Open andreoss opened 3 years ago
@victornoel Proposal is to extract from this class
1) Prepended
2) Appended
and remove vararg ctor
@andreoss I experimented a bit and changing public Joined(final Iterable<Iterable<? extends T>> items)
to public Joined(final Iterable<? extends Iterable<? extends T>> items)
should solve the problem. Would that be enough or do you see other problems?
@victornoel I don't think so. After erasurej Joined(Iterable<X>)
and Joined(Iterable<Iterable<X>)
will be the same thing.
@andreoss maybe I misunderstood the subject you are talking about.
This is what I understand:
So now, even after applying the fix I propose (test it, your code will compile, at least in Eclipse), we only have one problem left that I can see: the ambiguity.

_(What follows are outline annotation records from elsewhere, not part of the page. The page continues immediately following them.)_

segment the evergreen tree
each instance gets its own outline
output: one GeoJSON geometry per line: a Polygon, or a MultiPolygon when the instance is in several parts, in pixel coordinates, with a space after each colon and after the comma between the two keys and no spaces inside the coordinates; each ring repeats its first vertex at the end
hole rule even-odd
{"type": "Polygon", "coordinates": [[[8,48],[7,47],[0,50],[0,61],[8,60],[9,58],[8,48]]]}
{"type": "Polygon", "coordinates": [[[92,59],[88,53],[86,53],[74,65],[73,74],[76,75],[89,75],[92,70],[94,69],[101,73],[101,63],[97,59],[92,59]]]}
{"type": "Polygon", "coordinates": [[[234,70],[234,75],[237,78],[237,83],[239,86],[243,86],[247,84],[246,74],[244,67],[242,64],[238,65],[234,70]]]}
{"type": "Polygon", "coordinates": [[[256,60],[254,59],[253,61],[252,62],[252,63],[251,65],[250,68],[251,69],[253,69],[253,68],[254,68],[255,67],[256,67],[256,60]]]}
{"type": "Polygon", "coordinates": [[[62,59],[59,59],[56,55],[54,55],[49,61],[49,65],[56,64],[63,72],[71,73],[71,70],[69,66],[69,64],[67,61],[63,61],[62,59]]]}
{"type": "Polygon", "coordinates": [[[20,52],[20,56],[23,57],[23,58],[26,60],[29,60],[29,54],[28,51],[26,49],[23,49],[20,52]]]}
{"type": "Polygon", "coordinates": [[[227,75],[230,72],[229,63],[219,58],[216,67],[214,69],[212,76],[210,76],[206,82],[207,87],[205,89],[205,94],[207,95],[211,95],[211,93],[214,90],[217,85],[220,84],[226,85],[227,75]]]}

When I write new Joined<>(xxs)
without expliciting the receiving type (Iterable<Integer> joined
in your example), do I mean calling the first vararg constructor or the second one?. The eclipse compiler decides it's the second one even though I could have meant to use the first vararg constructor to get Iterable<Iterable<Integer>> joined
.
If I call new Joined<>(new ListOf<>(1, 2, 3))
the compiler correctly infers that I meant to use the first vararg constructor btw.
But in practice, I don't see it happening, because you are always assigning a new Joined to something, so the compiler will know.
Am I missing something here? Do you have examples of problematic code (once you applied the fix I propose).
@andreoss any feedback on the above?
@victornoel Yes, the problem is compile time only. I wanted to suggest to remove vararg ctor, or move it to another class. But if wildcard solves that, it's fine. WIll make a PR.
@0crat assign @andreoss
@andreoss by the way, what about this? Was there a PR in the end?